Драйер, хлопая себя по бокам, проверяя, все ли он разложил по карманам, засмеялся:
– Проснись, моя душа. Я уезжаю в город.
Она что-то пробормотала еще, потом внятно сказала:
– Дай мне воды.
– Я спешу, – сказал он, – сама возьмешь. Пора тебе вставать, купаться. Погода райская.
Он склонился над туманной постелью, поцеловал ее в волосы и быстро вышел из спальни. До отхода автобуса нужно было еще успеть выпить кофе.
Кофе он пил на террасе кургауза. Съел две булочки с медом. Посмотрел на часы и съел третью. Уже мелькали пестрые купальные халаты, разгоралось море. Закуривая на ходу, он поспешил к площади, где уже грохотал автобус. Поехали.
Море осталось позади. Уже прыгали в воде, взмахивая голыми руками, купальщики. На всех балконах был нежный звон утренних завтраков. Франц, машинально захватив под мышку резиновый мяч, прошлепал по коридору, постучался в номер четы Драйер. Молчание. Он толкнул дверь. Шторы были спущены, Марта еще спала.
Он сообразил, что Драйер уже уехал. Нужно тихонько уйти. Пускай спит. Это хорошо. Можно спокойно полежать на пляже.
Туманная постель скрипнула; потом прозвучал тусклый голос:
– Дай мне, пожалуйста, воды, – с вялой настойчивостью проговорила Марта.

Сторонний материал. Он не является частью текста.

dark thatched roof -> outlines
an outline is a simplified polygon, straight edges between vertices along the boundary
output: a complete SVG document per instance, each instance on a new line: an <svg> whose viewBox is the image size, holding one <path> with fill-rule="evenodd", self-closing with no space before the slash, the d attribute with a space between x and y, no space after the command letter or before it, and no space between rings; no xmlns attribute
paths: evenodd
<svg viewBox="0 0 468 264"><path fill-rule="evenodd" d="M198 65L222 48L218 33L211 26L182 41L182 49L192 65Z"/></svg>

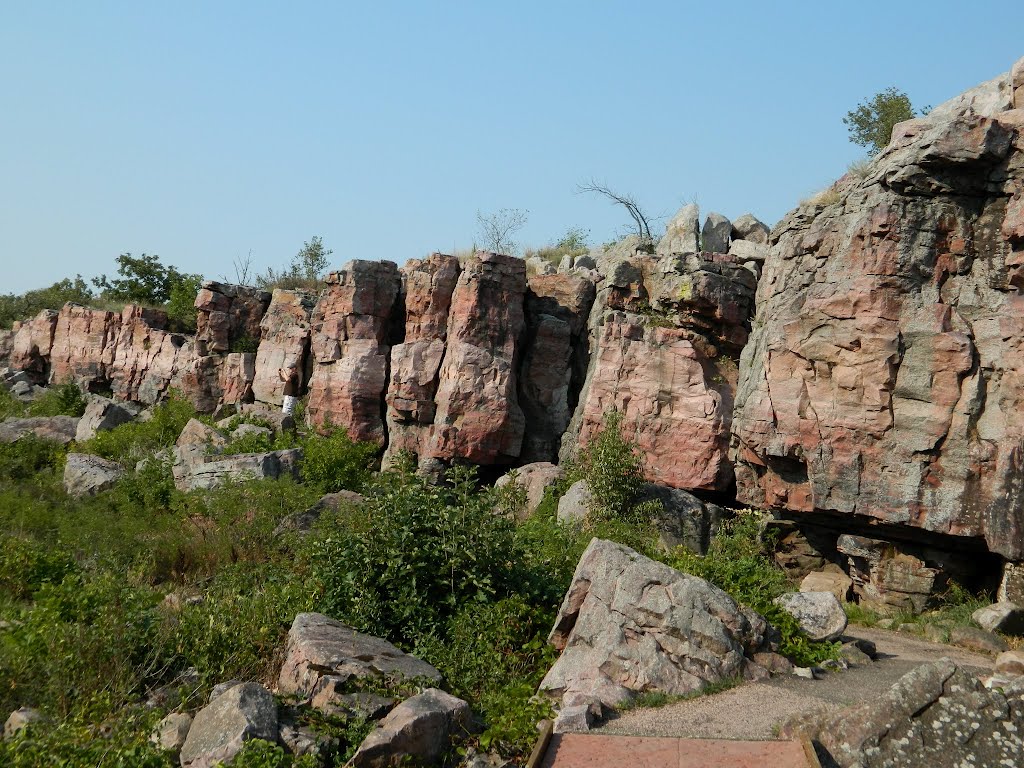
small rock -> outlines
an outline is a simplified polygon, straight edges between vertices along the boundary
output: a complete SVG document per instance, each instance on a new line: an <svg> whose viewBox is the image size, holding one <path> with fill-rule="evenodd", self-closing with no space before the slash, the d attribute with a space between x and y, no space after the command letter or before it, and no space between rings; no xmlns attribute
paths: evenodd
<svg viewBox="0 0 1024 768"><path fill-rule="evenodd" d="M579 523L587 519L590 514L590 504L593 496L590 493L590 486L586 480L577 480L565 495L558 500L558 522Z"/></svg>
<svg viewBox="0 0 1024 768"><path fill-rule="evenodd" d="M1003 651L996 657L995 671L1004 675L1024 675L1024 651Z"/></svg>
<svg viewBox="0 0 1024 768"><path fill-rule="evenodd" d="M4 723L4 738L9 739L18 731L23 728L27 728L32 723L37 723L43 719L42 714L39 710L32 709L32 707L21 707L16 709L8 716L7 721Z"/></svg>
<svg viewBox="0 0 1024 768"><path fill-rule="evenodd" d="M444 753L453 734L469 725L468 703L438 688L428 688L391 710L359 745L351 764L383 768L405 760L429 763Z"/></svg>
<svg viewBox="0 0 1024 768"><path fill-rule="evenodd" d="M849 668L850 665L845 659L825 659L815 669L820 669L824 672L845 672Z"/></svg>
<svg viewBox="0 0 1024 768"><path fill-rule="evenodd" d="M858 648L856 643L844 643L843 647L839 649L839 655L842 656L847 663L854 666L863 666L871 663L871 657Z"/></svg>
<svg viewBox="0 0 1024 768"><path fill-rule="evenodd" d="M192 715L185 712L172 712L159 723L150 735L149 740L159 749L178 754L181 752L189 728L192 727Z"/></svg>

Он отыскал, в полутьме, на умывальнике графин, стакан, нечаянно облил себе пальцы, двинулся со стаканом к постели. Марта медленно приподнялась, выпростала голую руку, стала жадно всасывать воду.
– Франц, поди сюда, – позвала она все тем же невыразительным голосом.
Он сел к ней на постель, угрюмо предчувствуя, что сейчас постучится горничная.
– Я, кажется, заболела, – задумчиво сказала она, не поднимая головы с подушки и устало ловя его руку. – Садись ближе. Знаешь, он вернется через три дня. У меня, должно быть, жар. И трудно дышать.
Уткнувшись в подушку, она одной рукой обхватила его за шею, потянула.
– Сейчас принесут кофе, – сказал Франц. – Вставай. Сегодня солнце, – а тут так темно.
Она заговорила опять:
– Пойди в аптеку, купи мне аспирина. Я еще немного полежу. И скажи там, чтобы увели Тома, – он все лает.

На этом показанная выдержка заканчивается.